Chocolate breakfast cereal made by Post

CoCo Wheats is a brand of instant, chocolate flavored breakfast cereal introduced in 1930 and currently owned by Post Holdings. The brand was originally owned by Little Crow Foods, and bought by MOM Brands in 2012. Three years later, MOM Brands was bought by Post Holdings in 2015.

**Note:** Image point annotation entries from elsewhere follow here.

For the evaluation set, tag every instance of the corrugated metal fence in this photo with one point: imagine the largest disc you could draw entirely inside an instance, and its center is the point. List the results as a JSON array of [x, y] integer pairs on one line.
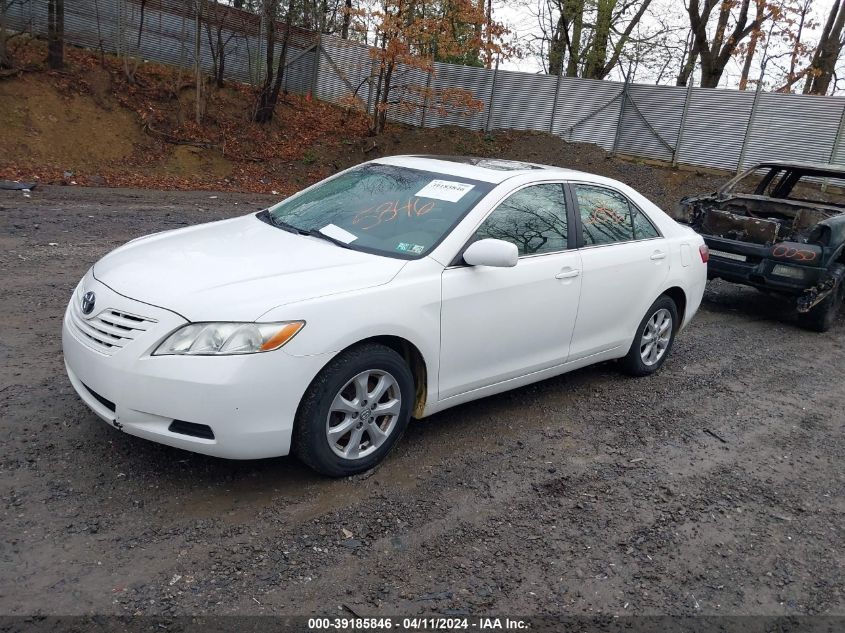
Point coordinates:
[[715, 128]]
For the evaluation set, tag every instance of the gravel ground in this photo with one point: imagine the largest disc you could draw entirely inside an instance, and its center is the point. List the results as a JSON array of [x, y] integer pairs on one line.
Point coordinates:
[[714, 487]]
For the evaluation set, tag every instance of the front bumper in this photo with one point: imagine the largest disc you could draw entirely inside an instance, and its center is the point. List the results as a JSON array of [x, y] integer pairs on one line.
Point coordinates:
[[757, 268], [249, 401]]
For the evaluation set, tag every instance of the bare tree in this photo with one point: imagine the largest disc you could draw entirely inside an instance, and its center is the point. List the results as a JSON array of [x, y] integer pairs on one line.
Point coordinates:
[[714, 54], [347, 20], [272, 87], [56, 34], [217, 43], [589, 36], [269, 9], [827, 53]]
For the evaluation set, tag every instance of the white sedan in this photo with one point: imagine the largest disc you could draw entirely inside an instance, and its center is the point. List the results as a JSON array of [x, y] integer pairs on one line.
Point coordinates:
[[392, 290]]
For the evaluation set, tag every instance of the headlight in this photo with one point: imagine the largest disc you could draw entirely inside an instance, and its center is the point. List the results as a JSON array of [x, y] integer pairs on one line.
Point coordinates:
[[219, 339]]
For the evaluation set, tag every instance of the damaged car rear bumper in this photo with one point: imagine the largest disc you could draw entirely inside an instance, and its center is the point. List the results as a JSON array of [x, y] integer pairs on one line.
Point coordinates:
[[783, 267]]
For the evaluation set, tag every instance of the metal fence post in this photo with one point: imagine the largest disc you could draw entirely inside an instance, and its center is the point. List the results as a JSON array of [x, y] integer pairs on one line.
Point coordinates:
[[679, 142], [425, 95], [492, 97], [318, 51], [621, 115], [554, 103], [371, 87], [750, 127], [838, 140]]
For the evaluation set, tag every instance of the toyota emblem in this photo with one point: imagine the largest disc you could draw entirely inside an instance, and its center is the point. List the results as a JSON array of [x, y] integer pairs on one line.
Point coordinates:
[[88, 300]]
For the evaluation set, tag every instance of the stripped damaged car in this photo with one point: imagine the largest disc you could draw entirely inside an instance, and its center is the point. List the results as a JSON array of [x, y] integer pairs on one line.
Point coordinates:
[[779, 227]]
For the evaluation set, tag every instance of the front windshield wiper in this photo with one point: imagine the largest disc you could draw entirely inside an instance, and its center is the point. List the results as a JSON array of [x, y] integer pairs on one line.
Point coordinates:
[[328, 238], [266, 216]]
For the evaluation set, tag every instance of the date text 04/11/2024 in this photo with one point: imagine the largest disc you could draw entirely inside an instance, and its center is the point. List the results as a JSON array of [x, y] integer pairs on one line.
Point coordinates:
[[418, 624]]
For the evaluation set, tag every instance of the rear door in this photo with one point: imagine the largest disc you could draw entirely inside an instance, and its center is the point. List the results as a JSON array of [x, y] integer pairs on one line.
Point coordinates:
[[625, 263]]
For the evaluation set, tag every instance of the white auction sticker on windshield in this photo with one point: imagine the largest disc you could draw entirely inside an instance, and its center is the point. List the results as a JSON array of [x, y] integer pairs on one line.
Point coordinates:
[[342, 235], [447, 190]]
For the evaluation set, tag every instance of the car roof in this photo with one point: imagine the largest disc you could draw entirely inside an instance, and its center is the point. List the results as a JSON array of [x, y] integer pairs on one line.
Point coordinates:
[[491, 170], [803, 166]]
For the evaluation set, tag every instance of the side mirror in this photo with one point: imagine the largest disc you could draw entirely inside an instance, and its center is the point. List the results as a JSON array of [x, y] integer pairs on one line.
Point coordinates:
[[491, 252]]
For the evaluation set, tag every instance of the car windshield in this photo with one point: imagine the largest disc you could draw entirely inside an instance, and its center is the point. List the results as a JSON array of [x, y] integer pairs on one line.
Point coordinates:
[[382, 209]]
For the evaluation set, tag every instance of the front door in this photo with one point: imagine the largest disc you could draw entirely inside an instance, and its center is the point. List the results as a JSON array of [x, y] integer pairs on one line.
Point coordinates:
[[502, 323]]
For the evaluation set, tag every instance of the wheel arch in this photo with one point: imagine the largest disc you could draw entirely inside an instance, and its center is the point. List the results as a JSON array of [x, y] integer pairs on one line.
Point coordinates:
[[677, 294], [413, 357]]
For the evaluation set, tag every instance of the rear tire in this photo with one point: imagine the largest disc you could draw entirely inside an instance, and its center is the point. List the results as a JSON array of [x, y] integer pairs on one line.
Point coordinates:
[[354, 411], [653, 340], [822, 316]]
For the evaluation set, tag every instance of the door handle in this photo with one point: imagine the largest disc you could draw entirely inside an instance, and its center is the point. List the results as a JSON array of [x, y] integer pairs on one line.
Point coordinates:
[[568, 274]]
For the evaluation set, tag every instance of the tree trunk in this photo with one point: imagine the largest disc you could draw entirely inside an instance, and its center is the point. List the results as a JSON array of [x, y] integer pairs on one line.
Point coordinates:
[[270, 95], [597, 53], [756, 34], [576, 13], [690, 58], [198, 62], [347, 20], [715, 55], [262, 114], [55, 34], [557, 46], [382, 111], [4, 58], [827, 53]]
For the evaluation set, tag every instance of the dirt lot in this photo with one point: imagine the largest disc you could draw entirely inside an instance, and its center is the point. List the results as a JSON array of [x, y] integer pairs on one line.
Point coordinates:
[[715, 487]]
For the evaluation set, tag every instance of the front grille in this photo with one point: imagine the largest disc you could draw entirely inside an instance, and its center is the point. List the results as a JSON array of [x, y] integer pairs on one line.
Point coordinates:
[[109, 330], [191, 428]]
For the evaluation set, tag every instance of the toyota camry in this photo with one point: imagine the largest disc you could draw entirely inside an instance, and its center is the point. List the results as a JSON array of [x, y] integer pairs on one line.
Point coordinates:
[[392, 290]]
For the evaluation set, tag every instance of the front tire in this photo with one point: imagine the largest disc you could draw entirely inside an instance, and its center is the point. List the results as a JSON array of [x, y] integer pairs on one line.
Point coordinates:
[[654, 339], [354, 411]]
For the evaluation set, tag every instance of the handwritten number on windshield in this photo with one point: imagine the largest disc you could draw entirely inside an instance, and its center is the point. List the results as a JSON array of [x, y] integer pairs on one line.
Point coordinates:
[[390, 211]]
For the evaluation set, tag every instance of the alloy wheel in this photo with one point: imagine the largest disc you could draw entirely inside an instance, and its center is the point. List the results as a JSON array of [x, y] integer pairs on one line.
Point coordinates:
[[363, 414], [656, 337]]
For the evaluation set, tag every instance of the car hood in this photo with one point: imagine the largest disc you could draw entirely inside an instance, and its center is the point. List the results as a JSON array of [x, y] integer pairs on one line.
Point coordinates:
[[237, 269]]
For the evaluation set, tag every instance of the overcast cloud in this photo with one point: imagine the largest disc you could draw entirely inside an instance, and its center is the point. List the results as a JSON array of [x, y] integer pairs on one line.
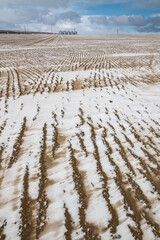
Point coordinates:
[[55, 15]]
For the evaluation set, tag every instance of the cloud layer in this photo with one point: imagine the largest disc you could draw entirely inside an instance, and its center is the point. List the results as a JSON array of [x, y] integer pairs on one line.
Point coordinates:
[[40, 15]]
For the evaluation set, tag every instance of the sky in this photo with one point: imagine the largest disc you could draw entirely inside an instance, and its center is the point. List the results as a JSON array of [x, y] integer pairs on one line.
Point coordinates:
[[86, 16]]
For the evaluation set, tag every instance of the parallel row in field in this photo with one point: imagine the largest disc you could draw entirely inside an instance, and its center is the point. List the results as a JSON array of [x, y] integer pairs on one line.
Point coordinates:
[[79, 149]]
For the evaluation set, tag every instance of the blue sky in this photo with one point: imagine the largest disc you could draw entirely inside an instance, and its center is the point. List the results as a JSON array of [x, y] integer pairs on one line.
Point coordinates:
[[88, 17]]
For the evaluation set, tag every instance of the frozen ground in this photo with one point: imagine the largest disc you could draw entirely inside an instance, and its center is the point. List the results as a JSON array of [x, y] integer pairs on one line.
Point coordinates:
[[79, 137]]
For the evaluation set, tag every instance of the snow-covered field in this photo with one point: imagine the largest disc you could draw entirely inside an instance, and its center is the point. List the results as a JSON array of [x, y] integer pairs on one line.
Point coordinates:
[[79, 137]]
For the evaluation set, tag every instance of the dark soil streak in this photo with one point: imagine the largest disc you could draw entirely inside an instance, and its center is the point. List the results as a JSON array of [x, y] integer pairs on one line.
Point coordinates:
[[25, 228], [42, 201], [17, 145]]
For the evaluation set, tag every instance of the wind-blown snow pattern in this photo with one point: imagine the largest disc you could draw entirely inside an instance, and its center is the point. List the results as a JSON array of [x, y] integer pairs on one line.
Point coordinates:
[[79, 137]]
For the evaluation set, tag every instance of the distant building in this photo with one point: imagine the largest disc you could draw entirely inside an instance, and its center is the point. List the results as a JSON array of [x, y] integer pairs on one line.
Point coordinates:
[[74, 32]]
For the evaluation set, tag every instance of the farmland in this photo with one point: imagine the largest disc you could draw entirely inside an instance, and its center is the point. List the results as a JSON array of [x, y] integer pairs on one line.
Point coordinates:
[[79, 137]]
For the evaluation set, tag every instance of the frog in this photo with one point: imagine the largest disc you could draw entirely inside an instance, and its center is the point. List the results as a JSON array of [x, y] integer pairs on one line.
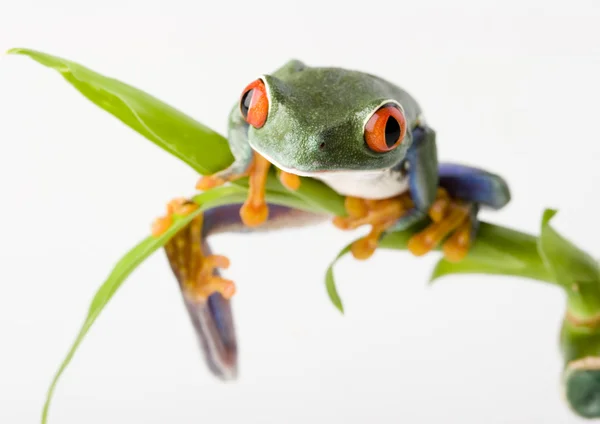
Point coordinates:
[[361, 135]]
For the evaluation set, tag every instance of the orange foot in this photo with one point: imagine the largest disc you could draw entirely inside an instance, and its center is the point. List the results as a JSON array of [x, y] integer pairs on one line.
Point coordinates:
[[448, 216], [195, 271], [451, 218], [178, 206], [380, 214], [254, 211]]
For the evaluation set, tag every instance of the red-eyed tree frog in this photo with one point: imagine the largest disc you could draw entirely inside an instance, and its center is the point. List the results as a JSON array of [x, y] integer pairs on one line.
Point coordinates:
[[364, 137]]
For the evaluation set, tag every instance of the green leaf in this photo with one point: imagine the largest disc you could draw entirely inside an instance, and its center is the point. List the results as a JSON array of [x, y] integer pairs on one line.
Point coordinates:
[[498, 251], [330, 281], [566, 261], [129, 262], [203, 149], [575, 270]]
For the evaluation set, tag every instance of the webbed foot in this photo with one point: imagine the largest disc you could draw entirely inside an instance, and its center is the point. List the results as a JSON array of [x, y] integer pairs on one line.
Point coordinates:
[[254, 212], [195, 270], [380, 214], [178, 206], [452, 222]]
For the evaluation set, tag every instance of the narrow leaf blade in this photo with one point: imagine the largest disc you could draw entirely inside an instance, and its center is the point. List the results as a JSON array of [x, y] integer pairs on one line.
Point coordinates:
[[330, 281], [129, 263], [203, 149]]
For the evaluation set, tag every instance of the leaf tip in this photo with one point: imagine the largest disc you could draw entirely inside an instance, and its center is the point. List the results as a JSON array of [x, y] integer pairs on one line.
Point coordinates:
[[15, 50], [548, 215]]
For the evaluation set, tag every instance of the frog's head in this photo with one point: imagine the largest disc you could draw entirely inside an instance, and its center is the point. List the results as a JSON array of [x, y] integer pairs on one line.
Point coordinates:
[[325, 119]]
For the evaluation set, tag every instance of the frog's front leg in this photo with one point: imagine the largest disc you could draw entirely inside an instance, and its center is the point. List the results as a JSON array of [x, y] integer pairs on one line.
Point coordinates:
[[247, 163], [450, 195]]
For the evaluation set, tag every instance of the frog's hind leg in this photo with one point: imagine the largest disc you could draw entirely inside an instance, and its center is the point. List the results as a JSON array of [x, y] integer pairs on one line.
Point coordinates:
[[463, 190], [206, 293]]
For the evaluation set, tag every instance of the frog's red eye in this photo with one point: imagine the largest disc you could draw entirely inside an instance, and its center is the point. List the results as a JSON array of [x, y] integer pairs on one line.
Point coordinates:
[[254, 104], [386, 129]]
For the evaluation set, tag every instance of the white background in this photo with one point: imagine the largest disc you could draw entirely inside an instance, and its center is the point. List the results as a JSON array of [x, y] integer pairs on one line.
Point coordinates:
[[509, 86]]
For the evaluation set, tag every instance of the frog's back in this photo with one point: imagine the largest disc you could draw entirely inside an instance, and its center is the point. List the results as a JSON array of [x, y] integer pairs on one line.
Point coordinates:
[[332, 85]]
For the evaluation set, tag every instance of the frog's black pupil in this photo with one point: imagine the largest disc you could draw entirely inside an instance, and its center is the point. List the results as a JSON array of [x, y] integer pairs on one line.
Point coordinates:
[[246, 99], [392, 131]]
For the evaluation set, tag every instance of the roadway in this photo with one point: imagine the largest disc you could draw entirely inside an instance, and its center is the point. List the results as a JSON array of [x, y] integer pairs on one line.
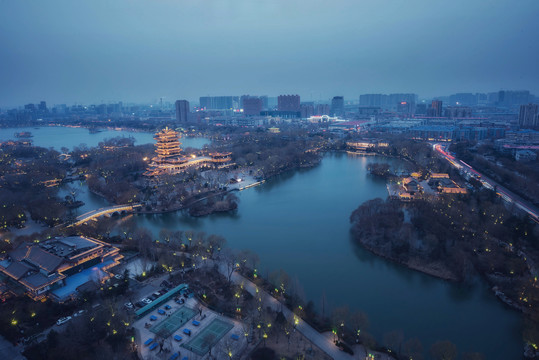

CoCo Wheats is a wheat/farina cereal, flavored with cocoa and contains no sugar. It competes with Chocolate Flavored Malt-O-Meal and Chocolate Flavored Farina.

== Pepper and Perry ==
Cereal mascots Pepper and Perry first surfaced in 1959, appearing in an animated commercial titled "Cuckoo Land." The ad features Mel Blanc voicing Pepper the parrot and a cuckoo bird. Many years later in 1993, the commercial was redone and edited in color with Blanc's original voice-overs intact.

== Reception ==
In 2005, an Indianapolis Monthly writer spent a week eating food produced in Indiana, including CoCo Wheats. He wrote: "I sit down to breakfast humming the jingle for CoCo Wheats, made by Little Crow in Warsaw: CoCo Wheats, Coco Wheats can't be beat, the creamy hot cereal with the cocoa treat. Well, guess what: CoCo Wheats can be beat. They're pasty, only vaguely chocolatey; I don't like them any more than I did when I was eight years old."